Muito bem. Depois de séculos de teocentrismo, a desforra do iluminismo/racionalismo é compreensível. Havia um justificado anseio pela liberdade de pensar, sem medo das fogueiras da Inquisição, e uma reprimida demanda por autonomia humana em todos os aspectos da vida social e individual. E assim o pensamento racionalista dominou praticamente absoluto por décadas, até que começou a ser questionado em sua capacidade de tudo explicar e de tudo resolver. É então que surge em cena a corrente chamada de Romantismo. O coração e suas razões afirmaram em alta voz: Existimos!
Para o romantismo, ainda segundo Pondé, “a razão não esgota a vida interior do homem, e, portanto, sua ação. Ao contrário dos iluministas, para os românticos é a vida ‘irracional’ que determina a realidade humana. Essa concepção de vida ‘irracional’ não significa propriamente uma vida sem razão, mas sim além da razão”. Em outras palavras, uma vida racional, sim, mas não exclusivamente racional, pois que a razão por si mesma é insuficiente, apesar de necessária, para explicar o humano em sua totalidade.
Este problema é retomado por Eduardo Giannetti em seu livro “Trópicos utópicos” (Companhia das Letras, 2016). Ele coloca a questão nos seguintes termos: “...parece simplesmente descabida, além de irrealista, a pretensão de querer limitar a esfera do que é pertinente inquirir à província da investigação científica, como se a ciência gozasse da prerrogativa de definir ou demarcar o âmbito do que há para ser explicado no mundo”. Ou seja, a ciência ( ou a pura racionalidade) não dá conta de tudo que diz respeito ao homem. E o autor conclui: “...abrir mão de buscar respostas ao que está além do horizonte da razão científica seria empobrecer – e no limite negar – a nossa humanidade; a fome de sentido do animal humano existe desde que ele próprio existe e seria irrealista supor que ela pode ser suprimida por algum tipo de cordão sanitário cognitivo ou interdição intelectual”. Não consigo discordar - assino em baixo.
Essa mesma pretensão de querer elucidar tudo cientificamente também está presente, por exemplo, na neurociência que pretende explicar a mente humana apenas pelo funcionamento e composição da matéria cerebral, decretando assim a morte de conceitos como “alma”, espírito” e, em consequência, da própria psicanálise. Em lugar do divã, medicamentos; em lugar dos analistas, psiquiatras ou neurologistas.

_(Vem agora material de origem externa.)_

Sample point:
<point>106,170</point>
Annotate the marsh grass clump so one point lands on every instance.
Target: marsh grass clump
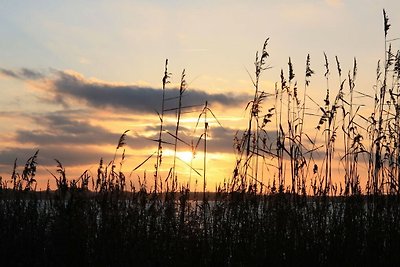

Claro que aqui estou abordando muito superficialmente profundas questões. Mas o que desejo é somente situar o leitor para concluir afirmando meu apreço pela razão científica, sim, mas não em caráter exclusivo e absoluto. A mim muito importam também as subjetividades, as metafísicas, as transcendências e todos os mistérios do mundo e da vida que a ciência não consegue explicar. Importam-me os milagres, sim, os milagres, a suprema humilhação da ciência que eles constituem. Eu acredito neles – porque existem.
No fundo, o que estou tentando dizer é que a vida e a realidade totalmente explicadas, num frio e objetivo relatório pleno de certezas racionais, sem nenhuma mancha de dúvida ou hesitação, deve ser – e é – uma coisa muito chata – e estreita.
Quando vou ao cardiologista não espero nunca que ele saiba identificar, compreender e quem sabe curar uma mera dor de cotovelo. Que continue assim, cada qual no seu espaço. Ele, com as coronárias; eu (nós), com as razões do coração. Como já disse alguém com outras palavras: “Quem vai querer transparência, quando se pode ter magia?”